L'association n'entend pas accepter de faire payer par les chaletains un impôt lié à un droit de propriété qu'ils n'ont pas. Les contribuables versent donc leur impôt sur un compte de la Caisse des Dépôts et Consignations en l'attente d'un jugement définitif. A cette époque, près de 700 chaletains adhérent à l'Aspicg. La commune en prend acte mais ne le considère pas comme le seul interlocuteur d'où d'inévitables frictions.

Au mois d'octobre 1991, le tribunal administratif de Montpellier rend son arrêt. Il attribue la pleine propriété des chalets à leurs résidents et constructeurs. Ce qui signifie que ces derniers sont redevables de la taxe foncière. Mais une instance administrative ne peut octroyer un droit de propriété, ce qui est du ressort des tribunaux civils. Le tribunal sursoit donc à statuer tant que le problème fondamental de la propriété n'est pas réglé par la Cour civile de Montpellier. C'est sur ces mauvaises appréciations, cette confusion entre jouissance des biens et propriété que l'association intente un appel en septembre 1992 devant la Cour d'Appel de Bordeaux, section administrative, pour faire annuler les réclamations du fisc depuis le début.

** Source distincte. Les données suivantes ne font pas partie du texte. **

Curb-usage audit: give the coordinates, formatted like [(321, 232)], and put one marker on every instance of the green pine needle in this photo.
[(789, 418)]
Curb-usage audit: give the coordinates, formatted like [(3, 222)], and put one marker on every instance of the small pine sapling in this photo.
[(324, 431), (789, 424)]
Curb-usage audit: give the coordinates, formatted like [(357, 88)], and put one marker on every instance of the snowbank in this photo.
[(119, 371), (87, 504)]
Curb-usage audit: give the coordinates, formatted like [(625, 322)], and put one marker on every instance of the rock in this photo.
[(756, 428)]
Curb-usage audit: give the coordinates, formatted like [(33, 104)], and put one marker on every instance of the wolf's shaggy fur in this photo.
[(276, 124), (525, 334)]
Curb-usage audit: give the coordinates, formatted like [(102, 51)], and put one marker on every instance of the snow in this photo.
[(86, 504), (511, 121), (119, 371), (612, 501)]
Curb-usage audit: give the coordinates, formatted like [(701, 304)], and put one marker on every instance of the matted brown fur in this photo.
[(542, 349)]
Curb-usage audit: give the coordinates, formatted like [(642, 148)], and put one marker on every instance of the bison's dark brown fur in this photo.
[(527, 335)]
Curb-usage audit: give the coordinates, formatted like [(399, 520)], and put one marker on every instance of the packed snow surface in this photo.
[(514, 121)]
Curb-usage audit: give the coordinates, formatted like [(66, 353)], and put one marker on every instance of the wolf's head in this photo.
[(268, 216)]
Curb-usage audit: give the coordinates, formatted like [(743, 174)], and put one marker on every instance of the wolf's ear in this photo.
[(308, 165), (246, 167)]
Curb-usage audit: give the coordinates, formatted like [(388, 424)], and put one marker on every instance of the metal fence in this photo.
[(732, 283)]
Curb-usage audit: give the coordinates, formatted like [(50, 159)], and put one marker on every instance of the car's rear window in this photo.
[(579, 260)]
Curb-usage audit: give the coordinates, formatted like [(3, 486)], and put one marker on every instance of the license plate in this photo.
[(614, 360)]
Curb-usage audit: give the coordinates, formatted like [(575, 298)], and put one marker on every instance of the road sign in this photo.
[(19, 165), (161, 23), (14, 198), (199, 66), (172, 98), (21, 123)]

A ce contentieux déjà très flou et qui piétinait, est venu s'ajouter celui de l'amodiation. En effet, la fixation de celle-ci paraissait arbitraire alors qu'elle aurait dû être établie sur la base de la surface occupée par le bâtiment. En avril 1993, l'Aspicg s'oppose donc aux avis de paiement de l'amodiation et diffuse un courrier-type adressé au maire de Gruissan. L'essentiel de la véritable lutte s'avère être les taxes qui frappent les chalets.

Entretemps, arrive l'arrêt de la Cour de Montpellier le 22 février 1993. Il contredit celui du Tribunal de Narbonne : il fait référence à un "droit de superficie", notion connue du droit romain mais surtout de l'ancien droit, qui fait une distinction entre sol et dessus du sol. Au départ, ce droit intéressait le droit minier, pour séparer le sol et le dessous du sol. Le chaletain devient superficiaire. Ce droit est un droit réel immobilier, comprenant tous les avantages et contraintes liés à cette catégorie de droit (Hypothèque, droit à prêt, successions). L'arrêté de 1947 est caduc.

A partir de là, les parties vont convenir de plusieurs choses. Un cahier des charges va être rédigé pour préciser les droits et devoirs de chacun. Le conseil municipal l'approuvera à l'unanimité en décembre1993. Il prévoit une commission ad hoc pour régler les éventuels litiges quant à son application ainsi que pour sa régulière actualisation. L'Aspicg rappelle que la mairie était propriétaire du sol et du chalet et que les chaletains n'avaient donc rien à payer si l'on avait adopté les conclusions du jugement des tribunaux administratifs. 

La mairie propose une diminution  de 40 % du montant de la redevance d'amodiation en contrepartie du retrait de l'Aspicg de toute action judiciaire, à savoir celle de la Cour de Bordeaux. Le bureau estime que ce marché est valable et l'entérine.

Cette très longue et harassante bataille juridique mais aussi humaine, institutionnelle, a duré sept années et représente un dossier de plus de 200 pages. L'Aspicg a réussi à faire accepter le droit de propriété des chaletains, à faire diminuer le montant de la redevance d'amodiation, à contenir son assiette en la liant aux variations de l'indice du coût de la construction et à mettre sur pied des instances de concertation mutuelle. Il est vrai que ce contentieux et son issue ont marqué les esprits, qu'il a parfois déclenché des réflexes hostiles à l'association présentée comme un groupe rebelle au statu quo communal.   

Son action a permis de clarifier une situation de bâtardise juridique et de mettre fin à des pratiques d'hégémonie municipale au point de vue des droits. Il y a eu un rééquilibrage nécessaire. Que tous ceux qui ont acquis un chalet puissent en prendre  connaissance et en tirer les conclusions sur les nécessités d'une vigilance collective  qui a fait ses preuves depuis l'origine de l'association au travers des nombreux combats qu'elle a menés avec succès jusqu'à aujourd'hui.